Injuries to Eddie Lacy (ankle) and James Starks (knee) thrust ex-part-time slot receiver and special teamer Ty Montgomery into the Packers’ feature back role last Week 6. Including the Wild Card and Divisional Rounds, Montgomery spent 12 weeks at tailback and emerged with stat lines of 94/525/5.59/5 rushing and 43/325/7.56/0 receiving, averaging 70.8 total yards and 4.6 targets per game, box-score results that would have made him last year’s RB18 in per-game PPR points. Pro Football Focus charted Montgomery as the NFL’s most elusive running back from Week 7 on. Although his measurables and physical playing style convinced #DraftTwitter in 2015 that Montgomery’s best NFL position would indeed be running back, he had never before been a full-time running back at any level of football and therefore struggled with some nuances, including pass protection which resulted in a handful of in-game benchings. So it was promising to see Montgomery earn a 77% snap rate – his second highest of the season – in Green Bay’s Divisional Round upset of Dallas, also logging 17 touches and scoring twice near the goal line. At a husky, 6-foot, 221 with 4.55 speed and otherworldly vertical (40 ½”) and three-cone (6.97) results, Montgomery’s 127.3 SPARQ score would have placed him near the 70th-percentile of running backs in the vaunted 2015 draft class, right behind Jay Ajayi but ahead of Melvin Gordon, Tevin Coleman, and Duke Johnson. Having moved on from Lacy, Starks, Christine Michael, and Don Jackson, the 2017 Packers have the NFL’s sixth-most unaccounted-for carries (180) from last year’s roster. Coach Mike McCarthy has been adamant Montgomery will open camp as the starter.

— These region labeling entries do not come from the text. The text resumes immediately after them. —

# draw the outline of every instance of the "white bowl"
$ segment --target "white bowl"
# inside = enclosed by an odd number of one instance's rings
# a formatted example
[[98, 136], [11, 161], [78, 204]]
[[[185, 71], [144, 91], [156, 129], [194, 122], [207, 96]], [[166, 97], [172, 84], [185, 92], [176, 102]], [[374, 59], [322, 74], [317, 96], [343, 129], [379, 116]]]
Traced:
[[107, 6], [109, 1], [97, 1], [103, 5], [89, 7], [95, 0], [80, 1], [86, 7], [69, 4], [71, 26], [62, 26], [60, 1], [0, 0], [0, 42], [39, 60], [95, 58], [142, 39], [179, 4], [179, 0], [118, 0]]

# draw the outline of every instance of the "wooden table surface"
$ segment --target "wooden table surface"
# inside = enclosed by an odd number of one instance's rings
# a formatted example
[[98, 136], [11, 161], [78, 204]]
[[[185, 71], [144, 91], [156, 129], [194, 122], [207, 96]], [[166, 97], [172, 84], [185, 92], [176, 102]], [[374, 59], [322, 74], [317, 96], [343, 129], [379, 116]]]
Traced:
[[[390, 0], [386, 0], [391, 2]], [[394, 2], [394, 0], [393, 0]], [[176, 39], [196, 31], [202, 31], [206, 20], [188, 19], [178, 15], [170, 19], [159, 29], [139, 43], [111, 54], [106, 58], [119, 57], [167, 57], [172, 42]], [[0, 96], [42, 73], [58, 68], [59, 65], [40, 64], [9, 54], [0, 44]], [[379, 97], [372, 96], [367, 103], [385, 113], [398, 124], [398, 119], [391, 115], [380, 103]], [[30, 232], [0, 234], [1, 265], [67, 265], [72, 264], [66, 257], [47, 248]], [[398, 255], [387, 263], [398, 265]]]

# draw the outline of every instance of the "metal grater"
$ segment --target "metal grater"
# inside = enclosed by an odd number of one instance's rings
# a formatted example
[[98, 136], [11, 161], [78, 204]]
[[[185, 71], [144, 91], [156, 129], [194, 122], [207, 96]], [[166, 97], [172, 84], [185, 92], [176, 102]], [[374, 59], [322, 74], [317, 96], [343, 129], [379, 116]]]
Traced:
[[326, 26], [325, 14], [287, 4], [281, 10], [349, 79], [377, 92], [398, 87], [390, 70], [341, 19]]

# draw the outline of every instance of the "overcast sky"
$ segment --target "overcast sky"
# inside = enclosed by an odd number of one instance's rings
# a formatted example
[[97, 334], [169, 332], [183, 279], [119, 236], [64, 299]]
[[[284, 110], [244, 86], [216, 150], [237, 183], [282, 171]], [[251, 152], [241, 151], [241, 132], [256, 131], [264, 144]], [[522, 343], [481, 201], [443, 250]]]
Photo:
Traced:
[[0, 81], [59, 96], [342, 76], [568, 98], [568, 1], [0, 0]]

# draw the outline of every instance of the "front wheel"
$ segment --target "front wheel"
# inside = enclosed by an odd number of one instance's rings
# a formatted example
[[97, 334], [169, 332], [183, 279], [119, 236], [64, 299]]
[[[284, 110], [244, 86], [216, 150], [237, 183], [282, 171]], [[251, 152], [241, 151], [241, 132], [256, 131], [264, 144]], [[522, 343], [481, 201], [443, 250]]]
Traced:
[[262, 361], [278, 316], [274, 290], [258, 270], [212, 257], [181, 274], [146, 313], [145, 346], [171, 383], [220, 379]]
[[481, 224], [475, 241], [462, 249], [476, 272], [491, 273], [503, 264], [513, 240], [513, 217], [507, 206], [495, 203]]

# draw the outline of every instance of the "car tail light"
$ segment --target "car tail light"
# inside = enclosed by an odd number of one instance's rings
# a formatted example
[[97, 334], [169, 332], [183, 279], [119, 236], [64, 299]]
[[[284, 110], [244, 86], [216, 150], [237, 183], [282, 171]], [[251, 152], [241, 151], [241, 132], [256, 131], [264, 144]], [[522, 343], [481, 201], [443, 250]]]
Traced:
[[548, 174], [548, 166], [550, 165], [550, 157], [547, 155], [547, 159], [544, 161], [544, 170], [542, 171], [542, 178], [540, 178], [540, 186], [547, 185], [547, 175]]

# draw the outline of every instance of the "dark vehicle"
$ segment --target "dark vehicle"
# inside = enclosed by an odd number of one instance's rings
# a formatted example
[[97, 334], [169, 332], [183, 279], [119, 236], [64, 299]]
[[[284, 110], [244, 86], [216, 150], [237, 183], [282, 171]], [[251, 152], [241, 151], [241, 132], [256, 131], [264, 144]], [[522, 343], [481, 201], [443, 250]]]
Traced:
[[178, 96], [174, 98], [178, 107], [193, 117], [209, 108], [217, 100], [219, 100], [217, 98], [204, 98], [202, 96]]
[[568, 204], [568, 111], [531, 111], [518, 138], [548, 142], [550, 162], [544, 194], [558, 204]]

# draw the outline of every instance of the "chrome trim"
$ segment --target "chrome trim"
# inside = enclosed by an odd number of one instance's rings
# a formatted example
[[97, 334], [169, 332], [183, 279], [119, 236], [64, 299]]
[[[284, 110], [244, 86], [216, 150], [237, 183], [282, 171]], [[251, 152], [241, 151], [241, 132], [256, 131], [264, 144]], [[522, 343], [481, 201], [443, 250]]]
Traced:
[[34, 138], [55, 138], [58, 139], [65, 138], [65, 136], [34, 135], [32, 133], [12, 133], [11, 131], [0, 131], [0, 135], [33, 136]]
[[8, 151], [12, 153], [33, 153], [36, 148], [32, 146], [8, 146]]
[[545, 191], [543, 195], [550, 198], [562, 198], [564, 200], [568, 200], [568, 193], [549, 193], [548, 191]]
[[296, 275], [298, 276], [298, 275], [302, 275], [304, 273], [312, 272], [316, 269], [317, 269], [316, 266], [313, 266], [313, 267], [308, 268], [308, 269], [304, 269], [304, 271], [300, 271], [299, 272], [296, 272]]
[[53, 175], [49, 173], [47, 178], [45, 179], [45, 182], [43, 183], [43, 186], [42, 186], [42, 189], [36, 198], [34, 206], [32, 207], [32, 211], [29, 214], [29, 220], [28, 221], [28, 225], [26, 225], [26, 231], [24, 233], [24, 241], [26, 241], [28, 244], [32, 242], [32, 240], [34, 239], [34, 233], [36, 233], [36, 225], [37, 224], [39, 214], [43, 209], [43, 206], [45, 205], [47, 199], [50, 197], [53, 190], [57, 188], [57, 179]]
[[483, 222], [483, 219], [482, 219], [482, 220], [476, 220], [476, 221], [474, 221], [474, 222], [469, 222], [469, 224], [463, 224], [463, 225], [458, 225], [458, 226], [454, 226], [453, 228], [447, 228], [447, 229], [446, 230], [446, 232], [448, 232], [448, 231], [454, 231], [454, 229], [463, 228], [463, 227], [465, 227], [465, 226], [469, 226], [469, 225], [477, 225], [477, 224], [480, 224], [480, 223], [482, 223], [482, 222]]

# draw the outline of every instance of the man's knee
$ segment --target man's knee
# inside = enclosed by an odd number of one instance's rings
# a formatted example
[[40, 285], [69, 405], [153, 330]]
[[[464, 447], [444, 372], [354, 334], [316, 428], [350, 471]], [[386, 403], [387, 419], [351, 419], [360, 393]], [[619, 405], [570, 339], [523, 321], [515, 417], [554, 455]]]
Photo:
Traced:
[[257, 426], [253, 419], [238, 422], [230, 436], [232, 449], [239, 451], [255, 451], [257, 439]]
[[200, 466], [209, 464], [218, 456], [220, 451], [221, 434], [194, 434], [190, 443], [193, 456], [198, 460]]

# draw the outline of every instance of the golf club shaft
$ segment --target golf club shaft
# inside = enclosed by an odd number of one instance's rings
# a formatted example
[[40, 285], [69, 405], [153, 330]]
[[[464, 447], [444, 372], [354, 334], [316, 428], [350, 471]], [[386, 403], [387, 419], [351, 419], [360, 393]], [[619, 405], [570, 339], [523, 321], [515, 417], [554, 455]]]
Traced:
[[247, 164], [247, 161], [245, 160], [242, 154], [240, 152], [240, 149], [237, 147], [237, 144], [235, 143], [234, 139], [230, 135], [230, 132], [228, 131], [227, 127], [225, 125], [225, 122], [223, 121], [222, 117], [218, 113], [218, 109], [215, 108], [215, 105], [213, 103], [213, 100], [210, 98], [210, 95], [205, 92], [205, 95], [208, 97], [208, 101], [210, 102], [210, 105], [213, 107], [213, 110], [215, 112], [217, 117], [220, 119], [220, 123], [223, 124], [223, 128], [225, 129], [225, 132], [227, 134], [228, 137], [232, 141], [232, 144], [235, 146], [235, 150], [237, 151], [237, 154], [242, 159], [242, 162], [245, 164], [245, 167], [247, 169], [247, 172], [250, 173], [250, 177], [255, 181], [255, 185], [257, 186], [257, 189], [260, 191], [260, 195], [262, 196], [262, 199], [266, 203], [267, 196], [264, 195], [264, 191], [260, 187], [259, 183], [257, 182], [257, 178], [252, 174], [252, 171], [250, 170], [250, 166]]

The Packers used the draft to fill out their running back depth chart by selecting three; Jamaal Williams (BYU) in the fourth round, Aaron Jones (UTEP) in the fifth, and Devante Mays (Utah State) in round seven. At 6-foot, 212, Williams is a lunging, downhill grinder whose strong college pass blocking contrasted against Montgomery’s deficiency and highest draft slot among the rookie threesome makes Williams an intriguing year-one sleeper. Jones is smaller (5’10/208) but not too small with 88th-percentile SPARQ results compared to Williams’ 36th-percentile score, and far superior college track records of rushing efficiency and receiving production. Mays started only eight games in two seasons at Utah State, but is the biggest of the bunch (5’10/230) and flashed explosiveness on college film and at the Aggies’ Pro Day with big-time vertical (40 ½”) and broad (10’9”) jump numbers. Jones was my personal favorite prospect during the pre-draft process, but this battle won’t be sorted out until deep into training camp.

2017 Vegas Win Total

This 2017 Packers’ Win Total is 10.0 with a solid lean toward the over (-130). Green Bay has topped ten wins in 5-of-11 seasons coached by Mike McCarthy, pushed in 3-of-11, and missed in the remaining three. The Packers have fallen short of ten wins just once in the past eight years, however, the outlier occurring in 2013 when Aaron Rodgers missed seven games to injury. Last year’s Packers went 10-6 due mostly to sub-par defensive play caused by a litany of hard-luck injuries in the secondary. Green Bay still overachieved relative to its Pythagorean Win Expectation (9.1-9.3). While Dom Capers’ defense is far from fixed, this year’s Packers should benefit from a fairly soft schedule, some positive injury regression, and a dynamic offense that made marked progress over the course of 2016, returns 4-of-5 starters on a top-ten pass-protecting offensive line, and picked up strong veteran additions in RG Jahri Evans and TE Martellus Bennett at positions of need. I’m eating the chalk and taking the over on ten Packers wins.